Wednesday, August 22, 2007

Software Dongles

There has been some criticism of Toon Boom’s decision to use software dongles for Storyboard Pro and Digital Pro (originally known as Solo).

For those of you unfamiliar with Software dongles, a dongle is a small piece of hardware which plugs into the computer to enable the software to run. Typically, it is a small USB plug which unlocks the software.

Note that Toon Boom’s main consumer product, Toon Boom Studio, does not have a dongle. It simply uses a serial number to unlock the software, but there is no “activation” such as software like Windows Vista.

I am normally not a fan of dongles, but for software in the price range of Storyboard and Solo/Digital Pro, I take the dongle as a necessary evil.

In defense of the dongle, let me make these points:

1. Animation software at the level and cost of Storyboard Pro and Solo\Digital Pro has a relatively small user base and is expensive to create. These are professional level products. Specialized software is always expensive.

2. Studio, an amazingly capable and complete software package, comes with no dongle. It also has an amazing price, given its capabilities. Despite its amazingly low price, it is also heavily pirated. The frequent updates on this product place the pirate users at a a disadvantage, but I would be highly distressed if my livelihood depended only on this product. I know the arguments of pirate users simply trying out software that they would never buy, but in this case, I believe Toon Boom is losing sales to the pirates. Each copy’s serial code allows Toon Boom to track the original offender, but the legal hoops needed to prosecute the initial pirate are overwhelming.

3. Another option is to tie the software to the hardware, sort of like Adobe Premiere. The problems with this are multiple:

a. I use my animation software on multiple machines. Obviously, I don’t do this all at the same time. I draw on my Tablet PC. I tend to organize and paint my animations on my desktop PC with its massive screen. When I’m traveling light, I use a tiny Fujitsu tablet PC with an 8 inch screen to draw animations. Using a dongle is simple. I simply move the dongle from machine to machine. This complies with the software agreement, since removing the dongle effectively uninstalls the software from the machine.

b. If I had to work with a set-up like Adobe Premiere, I could never do this. I would need to buy at least three separate copies of the software, even though I am just one user, using one version at a time. The activation process would require a lengthy tech support call the moment I uninstalled the software from one machine to move it to another machine. Plus, the total uninstall and then install process is very time and hassle intensive.

c. I am also frequently changing my main PC’s hardware. A few months back, my hard-drive became too small, so I backed it up to an image, installed a new drive, and then installed the image. Much to my distress, several copies of my various programs were inactivated because I changed my machine’s configuration. Talk about substantial delays! Again, with a dongle, this is not a problem.

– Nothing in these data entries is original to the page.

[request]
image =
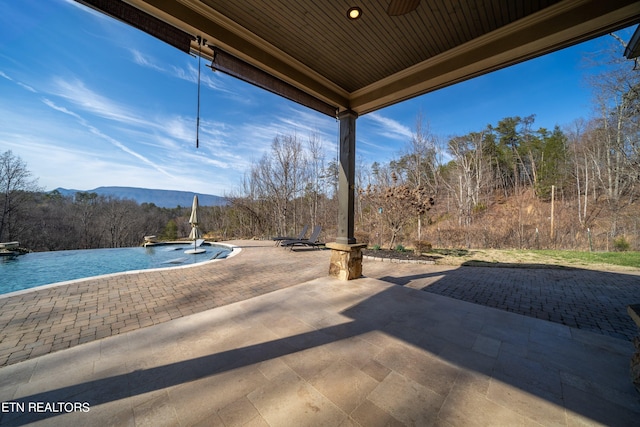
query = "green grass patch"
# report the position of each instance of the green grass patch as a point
(450, 252)
(627, 259)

4. In essence, these pieces of software, which require complex activation schemes, also have a physical dongle: Certain components of your machine. Admittedly, these components are tough to lose and if you lose them, your hassle is not $250. It is simply hassle on the phone.

5. The other makers of high level animation software also have dongles. Toon Boom is not alone. For instance, Mirage (now TVPaint) also has a dongle.

6. EVERY piece of software that I use with a retail price approaching $1k or more has a dongle, using either a physical device or components of the machine, via complex activation schemes. Have you installed Microsoft Office lately?

My criticism of dongles:

1. For a laptop, dongles are a pain. They stick out and invite damage to the machine and the dongle.

2. The risk of loss makes me very paranoid.

3. The size of the Toon Boom dongles are tiny, meaning they are easy to lose. However, they do have the capabilities of being attached to a string or key-chain, such as with a typical flash memory drive. I have gone so far as to attach my dongles to such a string and add an attached old copy of my driver’s license. This makes it very difficult to lose the dongle.

4. If every software manufacturer demanded dongles, computing would become a major pain. Toon Boom recognizes this and limits the dongles to software that costs close to $1k or more.

In the end, as a business person, I accept that the dongle is inevitable with such a high level program. Frankly, now that I’ve paid a significant amount of money to buy the program, I get very angry at the thought that pirates might distribute such a program. Even a few lost sales of Solo or Storyboard Pro translate into many, many dollars.

Since, it is in my best interest for Toon Boom to be a very successful company, I put up the dongle.